The first order conditions of this problem are

\[ \begin{eqnarray*} -c &=& P_1(e_{t1},...,e_{t12}),\\ -c\delta &=& P_2(e_{t1},...,e_{t12}),\\ &\vdots&\\ -c\delta^{11} &=& P_{12}(e_{t1},...,e_{t12}),\\ \end{eqnarray*} \]

from where it follows that

\[ e_{t1}=e_{t2}\delta=...=e_{t12}\delta^{11}, \]

which together with the restriction yields

\[ \begin{eqnarray*} e_{t1} &=& \frac{\delta^{11}u_t}{\sum_{i=1}^{12}\delta^{i-1}},\\ e_{t2} &=& \frac{\delta^{10}u_t}{\sum_{i=1}^{12}\delta^{i-1}},\\ &\vdots&\\ e_{t12} &=& \frac{u_t}{\sum_{i=1}^{12}\delta^{i-1}}.\\ \end{eqnarray*} \]

Denote the optimal level of expenditure in month \(m\) as a function of \(u_t\) as \(e_m(u_t)\). Then, the value function at the beginning of the year is given by the following recursive problem:

\[ \hat{V}(b_t)=\max_{u_t\leq b_t} -c\sum_{m=1}^{12} \delta^{m-1}e_{m}(u_t)+\delta^{11} P(e_1(u_t),...,e_{12}(u_t))+\delta^{11}\hat{V}(b_{t+1}(b_t-u_t)) \]

We find the value function numerically by discretizing the state space and iterating the value function.

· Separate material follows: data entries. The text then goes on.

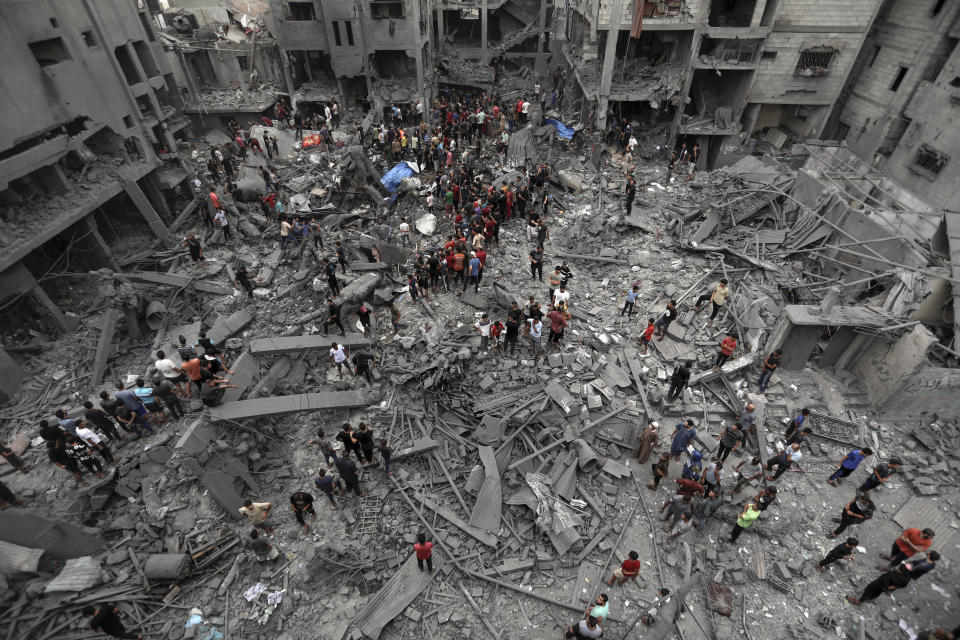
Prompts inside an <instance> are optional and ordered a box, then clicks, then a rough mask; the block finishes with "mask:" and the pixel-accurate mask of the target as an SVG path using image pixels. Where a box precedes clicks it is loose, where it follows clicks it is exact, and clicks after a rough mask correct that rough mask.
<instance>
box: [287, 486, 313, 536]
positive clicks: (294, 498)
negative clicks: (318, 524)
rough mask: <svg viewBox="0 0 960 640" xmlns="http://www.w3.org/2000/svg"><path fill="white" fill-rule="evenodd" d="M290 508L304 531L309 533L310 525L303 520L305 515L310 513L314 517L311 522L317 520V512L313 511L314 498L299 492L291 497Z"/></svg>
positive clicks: (305, 492) (311, 518) (304, 520)
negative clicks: (308, 513)
mask: <svg viewBox="0 0 960 640" xmlns="http://www.w3.org/2000/svg"><path fill="white" fill-rule="evenodd" d="M290 508H291V509H292V510H293V515H294V517H295V518H296V519H297V522H299V523H300V525H301V526H302V527H303V530H304V531H309V530H310V525H308V524H307V523H306V521H305V520H304V519H303V515H304V514H305V513H309V514H311V515H312V516H313V517H312V518H310V519H311V520H313V521H314V522H315V521H316V520H317V512H316V511H314V509H313V496H312V495H310V494H309V493H307V492H305V491H297V492H296V493H294V494H293V495H292V496H290Z"/></svg>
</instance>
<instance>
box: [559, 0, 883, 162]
mask: <svg viewBox="0 0 960 640" xmlns="http://www.w3.org/2000/svg"><path fill="white" fill-rule="evenodd" d="M880 5H881V2H880V0H853V1H851V2H846V3H843V4H838V3H835V2H826V1H818V0H805V1H803V2H793V1H787V0H659V1H657V2H652V1H648V0H577V1H574V2H571V3H570V4H569V9H568V11H567V14H566V16H565V19H564V24H563V25H562V29H563V33H564V34H565V40H566V42H565V45H564V47H563V51H564V53H565V55H566V60H567V63H568V64H569V65H570V66H571V67H573V68H574V69H575V70H576V71H575V75H576V79H577V85H578V86H579V89H580V91H582V92H583V95H584V96H585V97H586V101H585V102H584V104H585V105H586V106H585V107H584V109H585V112H584V114H583V117H584V118H586V117H587V113H586V110H587V109H589V108H590V105H591V104H596V115H595V117H596V121H597V125H598V126H600V127H601V128H603V127H605V126H608V125H609V123H610V121H611V119H612V118H626V119H627V120H629V121H636V122H639V123H642V127H641V128H642V131H643V133H644V136H645V137H646V138H647V140H646V141H641V145H642V148H643V150H644V152H646V153H647V155H648V156H652V155H654V154H655V149H656V147H657V146H658V145H659V146H662V145H664V144H668V145H672V144H673V143H675V142H678V141H679V142H683V143H686V144H687V145H688V146H692V145H693V144H699V145H700V147H701V149H702V151H703V153H702V155H701V159H700V164H701V167H702V168H709V167H713V166H715V165H716V163H717V160H718V158H720V157H721V155H723V154H726V153H730V152H732V151H734V150H736V149H738V148H740V147H741V146H742V145H744V144H748V145H751V146H752V145H753V144H754V143H752V142H750V141H751V140H758V139H764V140H769V141H770V142H771V143H772V144H773V145H774V146H775V147H776V148H780V147H781V146H782V145H783V144H784V143H785V142H786V141H787V140H788V139H790V138H793V139H806V138H817V137H819V136H820V134H821V132H822V131H823V129H824V127H825V126H826V124H827V119H828V116H829V114H830V112H831V109H832V106H833V104H834V103H835V102H836V100H837V98H838V96H839V95H840V92H841V90H842V88H843V86H844V82H845V81H846V79H847V77H848V75H849V74H850V71H851V69H852V68H853V66H854V63H855V61H856V60H857V55H858V53H859V52H860V48H861V45H862V43H863V41H864V38H865V37H866V35H867V32H868V31H869V29H870V27H871V25H872V24H873V21H874V17H875V16H876V14H877V11H878V10H879V8H880Z"/></svg>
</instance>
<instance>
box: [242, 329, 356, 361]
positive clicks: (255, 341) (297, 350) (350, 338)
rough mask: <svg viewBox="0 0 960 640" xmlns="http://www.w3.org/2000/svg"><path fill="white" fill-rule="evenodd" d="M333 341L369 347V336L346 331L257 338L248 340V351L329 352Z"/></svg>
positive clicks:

With a numerical approximation of \(\hat{V}(b_t)\), we can solve the problem of the present bias bureaucrat. First, note that given the expenditure assigned for this year \(u_t\), the first order condition of the present bias bureaucrat yields:

\[ \begin{eqnarray*} e_{t1} &=& \frac{\beta\delta^{11}u_t}{\sum_{i=1}^{11}\delta^{i-1}+\beta\delta^{11}},\\ e_{t2} &=& \frac{\delta^{10}u_t}{\sum_{i=1}^{11}\delta^{i-1}+\beta\delta^{11}},\\ &\vdots&\\ e_{t12} &=& \frac{u_t}{\sum_{i=1}^{11}\delta^{i-1}+\beta\delta^{11}}.\\ \end{eqnarray*} \] With this result and \(\hat{V}(b_t)\), we start solving forward for a year with budget \(\overline{B}\). In January we find how much she spends by numerically finding the optimal level of expenditure for the year, \(u_t\), taking into account the optimal plan given by the equations above and the continuation value function \(\hat{V}(b_t)\). Then, in February we do the same exercise but starting from the budget that is left, that is, \(\overline{B}-e_{t1}\). We continue in the same fashion until December.